I festeggiamenti del Santo si svolgono il 17 maggio di ogni anno, attirando numerosi pellegrini da tutta la regione, e si concludono con uno spettacolo pirotecnico quanto mai suggestivo. La chiesa di S. Croce, che ospita il Santuario, fu edificata agli inizi del secolo XVII. Al suo interno si collocano un prezioso dipinto di Claudio Ridolfi (1570-1644), "la Crocifissione con Santi", ed un pregiato organo del Callido. La venerazione di Suor Maria Crocifissa Satellico, proclamata Beata nel 1993 da Giovanni Paolo II per le sue aroiche virtù, comprovate anche da numerosi miracoli, è direttamente connessa alla comunità montenovese, visto il lungo periodo trascorso dalla religiosa presso il monastero delle clarisse di Ostra Vetere. Le reliquie della Beata, nata a Venezia il 31 dicembre 1706 e morta ad Ostra Vetere l'8 novembre 1745, giorno in cui viene festeggiata, si trovano presso la chiesa di S. Lucia, piccola costruzione connessa al monastero, ricca di pregevoli decorazioni barocche. Proprio nel complesso che un tempo ha ospitato il monastero, e che alla fine dell'800 fu riutilizzato come sede della azienda agricola di proprietà della famiglia Marulli, troviamo le più importanti e concrete testimonianze del legame tra la vecchia Montenovo e le sue comunità religiose: la Collezione d'arte di Santa Maria di Piazza.
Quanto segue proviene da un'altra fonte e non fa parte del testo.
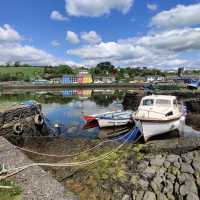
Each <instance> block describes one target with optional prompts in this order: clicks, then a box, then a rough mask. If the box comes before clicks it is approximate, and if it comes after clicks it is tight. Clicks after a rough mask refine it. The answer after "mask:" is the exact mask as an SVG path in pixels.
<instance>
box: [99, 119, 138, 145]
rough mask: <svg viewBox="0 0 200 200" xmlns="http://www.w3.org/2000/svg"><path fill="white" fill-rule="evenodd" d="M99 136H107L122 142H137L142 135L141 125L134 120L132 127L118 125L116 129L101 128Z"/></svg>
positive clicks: (109, 137) (100, 137) (117, 140)
mask: <svg viewBox="0 0 200 200" xmlns="http://www.w3.org/2000/svg"><path fill="white" fill-rule="evenodd" d="M99 136H100V138H101V139H105V138H107V139H112V140H116V141H122V142H123V141H127V142H135V141H136V140H137V139H139V137H141V131H140V126H138V124H136V123H135V122H133V124H132V127H130V128H127V127H126V128H120V127H117V128H116V129H115V130H108V129H106V130H105V129H104V130H101V131H100V135H99Z"/></svg>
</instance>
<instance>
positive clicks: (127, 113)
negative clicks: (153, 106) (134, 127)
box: [97, 111, 132, 128]
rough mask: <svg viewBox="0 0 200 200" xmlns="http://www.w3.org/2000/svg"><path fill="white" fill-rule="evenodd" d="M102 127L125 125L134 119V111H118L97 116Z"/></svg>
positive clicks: (102, 127) (112, 126)
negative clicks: (119, 111)
mask: <svg viewBox="0 0 200 200" xmlns="http://www.w3.org/2000/svg"><path fill="white" fill-rule="evenodd" d="M97 121H98V124H99V127H100V128H104V127H116V126H124V125H126V124H128V123H129V122H131V121H132V112H131V111H125V112H116V113H111V114H106V115H103V116H99V117H97Z"/></svg>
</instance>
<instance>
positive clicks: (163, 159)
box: [122, 151, 200, 200]
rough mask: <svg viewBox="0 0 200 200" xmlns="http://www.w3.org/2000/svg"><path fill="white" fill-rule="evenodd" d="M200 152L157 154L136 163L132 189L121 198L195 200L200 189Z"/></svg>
mask: <svg viewBox="0 0 200 200" xmlns="http://www.w3.org/2000/svg"><path fill="white" fill-rule="evenodd" d="M199 157H200V152H199V151H192V152H188V153H184V154H180V155H177V154H158V155H156V156H152V157H148V156H145V159H144V160H143V161H142V162H141V163H140V164H139V165H138V166H137V170H139V171H140V172H139V174H137V175H134V176H132V177H131V182H132V183H133V184H134V186H135V189H134V190H133V192H132V197H131V196H129V195H128V194H125V195H123V197H122V199H123V200H129V199H130V200H131V199H132V200H142V199H145V200H146V199H148V200H156V199H159V200H165V199H166V200H167V199H169V200H175V199H179V200H184V199H186V200H198V199H199V195H200V193H199V191H200V160H199Z"/></svg>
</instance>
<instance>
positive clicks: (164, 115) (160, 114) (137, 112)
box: [136, 109, 165, 117]
mask: <svg viewBox="0 0 200 200" xmlns="http://www.w3.org/2000/svg"><path fill="white" fill-rule="evenodd" d="M139 111H144V112H147V113H148V117H149V115H150V113H151V112H152V113H156V114H160V115H163V116H164V117H165V114H164V113H161V112H158V111H154V110H146V109H139V110H138V111H137V112H136V115H137V114H138V112H139Z"/></svg>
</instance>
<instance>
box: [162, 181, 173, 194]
mask: <svg viewBox="0 0 200 200" xmlns="http://www.w3.org/2000/svg"><path fill="white" fill-rule="evenodd" d="M173 190H174V188H173V183H172V182H171V181H168V180H167V181H166V182H165V186H164V189H163V192H164V193H170V194H172V193H173Z"/></svg>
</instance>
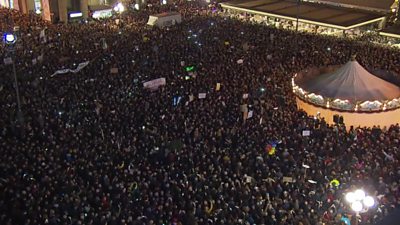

Aperto al pubblico per iniziative del Ex parroco Don Franco Morico, questo piccolo museo raccoglie opere che raccontano la storia dell'arte religiosa di questa comunità. A titolo meramente esemplificativo si possono ricordare, senza con questo avventurarsi in un giudizio sul valore artistico e storico, un olio su tela raffigurante Gesù e San Pietro del secolo XVI attribuito a Cristoforo Roncalli detto Pomarancio, un Crocefisso, scultura lignea del secolo XIV che risente di influenze fiamminghe, ed un dipinto raffigurante San Giovanni Battista, patrono del paese, del secolo XVII, tela questa che si colloca al centro della cultura caravaggesca, oltre a preziosi supellettili e ad una rilevantissima collezione di argenti sacri.Disseminati all'interno del centro storico, ma non solo, altri edifici sacri e civili contribuiscono ad arricchire il patrimonio artistico religioso: la chiesetta del SS. Crocifisso, con affresci dei secoli XV e XVI, alcuni dei quali attributi a G.B. Lombardello, artista locale attivo nel '500; la chiesa di San Severo, con un mirabile portale romanico proveniente dalla ormai scomparsa chiesa di S. Francesco, di cui rimane il chiostro dell'annesso convento nel quale sono visibili affreschi di vita francescana; l'abbazia di Santa Maria che reca al suo interno una pala d'altare di grande valore, eccezionale testimonianza dell'arte della scagliola; il palazzo municipale che ospita un affresco proveniente dalla chiesa di S. Francesco raffigurante la Vergine assisa in trono con il Bambino e i Santi, datato 1471.

Particolare interessante di questo affresco è la rappresentazione del globo terrestre, tenuto in mano dal Bambino, nel quale sono indicati solamente tre continenti (Europa, Asia e Africa), considerato che del "Nuovo Mondo" si sentirà parlare soltanto qualche decennio piu' tardi.